ただ眠いんだ

"人生はコメディだ!"

スガシカオ『THE LAST』はヒットチャートをかけぬけた

スガシカオの『THE LAST』が発売になって早一月弱が経過した。
ファンとしてはびっくりするような、心配するようなアルバムタイトルだったけど。

どうやら各方面で話題になってるらしく、いろいろなFM曲のヒットチャートで上位にランクインしたりしている。タイアップとかないのにすごいなあ。

というわけで1ヶ月の間何度も聞いたのでレビューするぞー*1

ふるえる手

スガさんのお父さんがモデルになっている曲なのだけど、いきなり

いつもふるえていた アル中の父さんの手

という歌詞から始まるアルバム、なんかすごい。

最初に聞いたときに「あ、スガシカオだ」と思った曲。

あなたひとりだけ 幸せになることは 許されないのよ

『秘密』や『AFFAIR』と地続きの歌詞。

あなたがいない物語なんて 想像したくない

しかしスガさんが歌う女歌は重いのが多いなあ。
この曲はMVがYouTubeにあるのでどうぞ。

ごめんねセンチメンタル

今話題の?「ゲス」という言葉が出てきてドキッとする。ゲスの極み乙女。と一緒にテレビに出てたなあ。

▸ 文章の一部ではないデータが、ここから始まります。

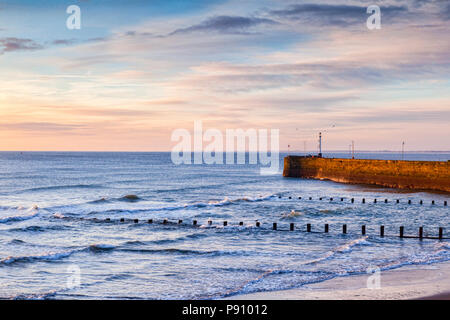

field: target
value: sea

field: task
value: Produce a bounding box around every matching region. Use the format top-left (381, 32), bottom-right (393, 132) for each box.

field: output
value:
top-left (0, 152), bottom-right (450, 299)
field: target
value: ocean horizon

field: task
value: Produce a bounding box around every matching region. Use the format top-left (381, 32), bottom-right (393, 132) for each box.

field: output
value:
top-left (0, 152), bottom-right (450, 299)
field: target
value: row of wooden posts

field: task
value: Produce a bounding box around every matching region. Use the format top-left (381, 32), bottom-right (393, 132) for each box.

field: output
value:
top-left (105, 218), bottom-right (449, 240)
top-left (278, 196), bottom-right (447, 206)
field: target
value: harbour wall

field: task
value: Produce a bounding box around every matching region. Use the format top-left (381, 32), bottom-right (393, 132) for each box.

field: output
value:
top-left (283, 156), bottom-right (450, 193)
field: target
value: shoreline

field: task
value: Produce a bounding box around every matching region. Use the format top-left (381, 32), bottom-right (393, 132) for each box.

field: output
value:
top-left (225, 261), bottom-right (450, 300)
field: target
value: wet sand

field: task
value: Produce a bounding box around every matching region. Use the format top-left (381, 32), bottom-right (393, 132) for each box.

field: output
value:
top-left (229, 262), bottom-right (450, 300)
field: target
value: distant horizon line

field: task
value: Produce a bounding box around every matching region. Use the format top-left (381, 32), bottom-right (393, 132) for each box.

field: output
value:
top-left (0, 150), bottom-right (450, 154)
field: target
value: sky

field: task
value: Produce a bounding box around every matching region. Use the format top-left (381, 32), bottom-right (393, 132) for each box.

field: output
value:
top-left (0, 0), bottom-right (450, 151)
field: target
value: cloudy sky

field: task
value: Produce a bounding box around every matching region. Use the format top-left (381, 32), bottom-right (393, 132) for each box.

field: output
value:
top-left (0, 0), bottom-right (450, 151)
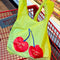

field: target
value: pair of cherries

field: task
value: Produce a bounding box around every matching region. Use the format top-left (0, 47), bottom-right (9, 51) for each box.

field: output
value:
top-left (13, 29), bottom-right (43, 58)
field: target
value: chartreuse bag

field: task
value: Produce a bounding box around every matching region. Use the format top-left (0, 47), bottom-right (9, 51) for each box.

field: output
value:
top-left (7, 0), bottom-right (54, 60)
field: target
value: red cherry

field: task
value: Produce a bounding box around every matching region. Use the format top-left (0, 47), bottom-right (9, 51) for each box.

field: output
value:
top-left (13, 37), bottom-right (28, 52)
top-left (29, 45), bottom-right (43, 58)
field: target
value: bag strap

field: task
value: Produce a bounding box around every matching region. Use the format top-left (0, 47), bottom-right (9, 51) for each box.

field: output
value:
top-left (17, 0), bottom-right (28, 20)
top-left (34, 0), bottom-right (54, 23)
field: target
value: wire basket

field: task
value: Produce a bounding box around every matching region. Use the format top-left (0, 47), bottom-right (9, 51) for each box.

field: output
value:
top-left (0, 5), bottom-right (60, 60)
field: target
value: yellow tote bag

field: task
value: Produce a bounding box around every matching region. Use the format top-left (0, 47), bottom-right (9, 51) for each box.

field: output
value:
top-left (7, 0), bottom-right (54, 60)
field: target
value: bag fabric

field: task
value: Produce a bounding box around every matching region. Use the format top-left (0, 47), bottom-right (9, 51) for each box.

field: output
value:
top-left (7, 0), bottom-right (54, 58)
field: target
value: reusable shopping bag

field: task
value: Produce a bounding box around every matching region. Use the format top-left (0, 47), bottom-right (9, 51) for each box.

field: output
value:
top-left (7, 0), bottom-right (54, 60)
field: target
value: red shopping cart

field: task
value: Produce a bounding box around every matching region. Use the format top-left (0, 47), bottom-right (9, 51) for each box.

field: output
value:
top-left (0, 5), bottom-right (60, 60)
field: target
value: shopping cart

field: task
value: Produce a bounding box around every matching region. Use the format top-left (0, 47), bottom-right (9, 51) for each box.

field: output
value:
top-left (0, 5), bottom-right (60, 60)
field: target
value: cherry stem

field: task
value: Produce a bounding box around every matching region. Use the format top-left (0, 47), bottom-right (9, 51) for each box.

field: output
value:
top-left (24, 29), bottom-right (35, 47)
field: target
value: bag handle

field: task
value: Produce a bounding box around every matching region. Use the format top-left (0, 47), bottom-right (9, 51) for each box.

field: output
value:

『Hop Step Dive』と似たメロディーだけど、歌われているのは、変わりたいけど変われない、もがいても進めないもどかしさだと思う。

青春のホルマリン漬け

曲名を見た時点での感想

生物科の僕としてはホルマリンの匂いというのはわりと嗅ぎ慣れたものなんだけど、たしかに僕の青春もそんな匂いがするなあ。

聞いてからの感想

終電を逃したからって「日暮里のラブホ」に行くような青春じゃねえよ!!!

オバケエントツ

アルバムでほぼ唯一、「爽やかな思い出」系の曲かと思いきや衝撃の事実が。

まさかの同一人物。
『黒いシミ』と『オバケエントツ』の彼女が同じというのはまあなんとなくイメージとしてつながるんだけど、『性的敗北』と『夜空ノムコウ』と同じというのはなかなかのインパクト。

『夜空ノムコウ』が出た後のライブMCで

幾ばくかの収入もありましたし、全国的な知名度もある程度上げさせていただきまして。(中略)
これはね、僕のことを今まで振ってきたり捨ててきた女からの慰謝料だと思ってますから僕は!
しかもですよ、全額払ったと思うなよ!

と言っていたわけだけど…この彼女に関してはそろそろ全額分ぐらいになったかな?4曲できたし…

愛と幻想のレスポール

今回のアルバムの中で一番好きな曲なんだけど…カラオケとかで歌うのめちゃくちゃ難しそうだねこの曲は。

わかってほしいのは そう君だけ

スガシカオの活動を見ていると、この一節がものすごく重たい。

真夜中の虹

このアルバムの中で一番人気?の曲。 アルバムプロモーションでテレビに出てたときもこれを演奏してたし。

とりあえずYouTubeにショートバージョンが上がっているので聞いてみよう。

アルバム全体を通して

スガシカオがインディーズからメジャーレーベルに復帰して初のアルバムなわけだけど、前回の FUNKASTiCから6年ぶり(!)になる*2
やっぱりスガシカオはいいなあと思うアルバムで、今スガさんが本当にやりたい音楽がこれなんだなと思う。

最近のヒットチャートに出てくる曲というのは「カラオケで歌いやすい」というのを重視していると聞いたことがあるけど、まったくそんなのお構いなし。
『ヒットチャートをかけぬけろ』でデビューして、ヒットチャートを席巻した後にインディーズへ、そしていわゆる「売れ線」ではない曲でまたヒットチャートに舞い戻ってくるというのは、スガシカオの奥深さというか実力を物語っているのではないかなあ。